At Jonamac, cleaning has always been important, but more hand washing and sanitizing stations will be available around the farm, Spychal said. “This year we’re being extremely vigilant in cleaning and sanitizing. We implemented new practices, especially in high-touch areas,” she explained.
For Jonamac and many other agritourism businesses, controlling foot traffic and reducing congested areas will be new. Wahl recommended businesses remember where bottlenecks occurred during normal years and consider ways to spread out crowds.
To even out attendance, some businesses are turning to reservations with everything from selling admission tickets online to taking reservations over the phone, according to Wahle.
For example, Jonamac customers will go online to select a date and time to visit; however, the website ticket process will allow only a maximum number of visitors at a time, Spychal noted. The number of customers will be monitored in the bakery, store and cider house with a tent accommodating those sampling wine flights and cider.
Wahle encouraged businesses to use plenty of signs, “anything to help tell customers” about new procedures and practices.

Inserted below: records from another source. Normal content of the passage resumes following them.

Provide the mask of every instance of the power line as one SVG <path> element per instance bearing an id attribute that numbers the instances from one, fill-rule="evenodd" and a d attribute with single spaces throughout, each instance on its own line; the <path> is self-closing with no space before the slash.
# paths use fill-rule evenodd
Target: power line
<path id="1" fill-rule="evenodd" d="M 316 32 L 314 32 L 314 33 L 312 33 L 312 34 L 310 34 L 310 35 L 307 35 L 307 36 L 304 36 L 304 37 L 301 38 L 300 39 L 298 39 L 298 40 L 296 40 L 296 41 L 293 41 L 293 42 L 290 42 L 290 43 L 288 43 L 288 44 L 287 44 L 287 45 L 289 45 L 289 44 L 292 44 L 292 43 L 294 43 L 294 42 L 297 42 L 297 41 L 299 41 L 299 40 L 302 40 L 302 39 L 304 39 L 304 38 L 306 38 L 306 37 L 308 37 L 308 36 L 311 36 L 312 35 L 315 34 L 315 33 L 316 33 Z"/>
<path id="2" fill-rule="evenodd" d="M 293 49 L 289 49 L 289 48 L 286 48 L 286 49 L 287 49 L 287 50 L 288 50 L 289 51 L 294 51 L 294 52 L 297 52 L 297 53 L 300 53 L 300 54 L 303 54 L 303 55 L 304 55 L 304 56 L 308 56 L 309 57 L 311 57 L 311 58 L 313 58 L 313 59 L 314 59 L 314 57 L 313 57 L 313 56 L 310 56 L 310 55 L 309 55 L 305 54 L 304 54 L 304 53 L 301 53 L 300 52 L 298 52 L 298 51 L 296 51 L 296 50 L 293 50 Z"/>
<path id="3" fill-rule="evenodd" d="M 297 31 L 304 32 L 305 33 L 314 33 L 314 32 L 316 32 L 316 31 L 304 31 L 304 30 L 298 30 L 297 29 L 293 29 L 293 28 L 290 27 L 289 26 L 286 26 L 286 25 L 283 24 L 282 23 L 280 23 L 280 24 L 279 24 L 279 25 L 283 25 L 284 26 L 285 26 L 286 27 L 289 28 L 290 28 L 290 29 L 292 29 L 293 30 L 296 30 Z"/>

Staff health is receiving extra attention at Jonamac where as many as 180 seasonal employees are expected. Each employee will receive in-depth training all as daily health screenings and temperature checks before each shift. All staff are to wear reusable masks at all times “to protect each other and our guests,” Spychal said.
To reduce potential contamination, businesses will need to consider high-touch practices and activities, such as using baskets and wagons for customers to pick apples and pumpkins, Wahle noted. For example, Jonamac wheelbarrows will be sanitized between customers, and the barrel train cars will be cleaned between riders. The orchard will offer hand sanitizer at the entrance and exit for apple picking in the orchard.
Giving customers different options of where and how to make purchases can reduce congestion and keep vulnerable customers safe. Jonamac will add an outside location for donut sales and pre-order curbside service for bakery items ordered a day in advance.
“This is one of the best things we can do for guests who have visited us for a long time,” Spychal said.
Businesses will need to keep social media sites updated with new policies and procedures, and customers will need to learn about those changes just as they have with other businesses, the Extension educator noted.
“It is best not to just show up,” Wahle advised customers. “Growers are going to do everything they can to keep everybody safe.”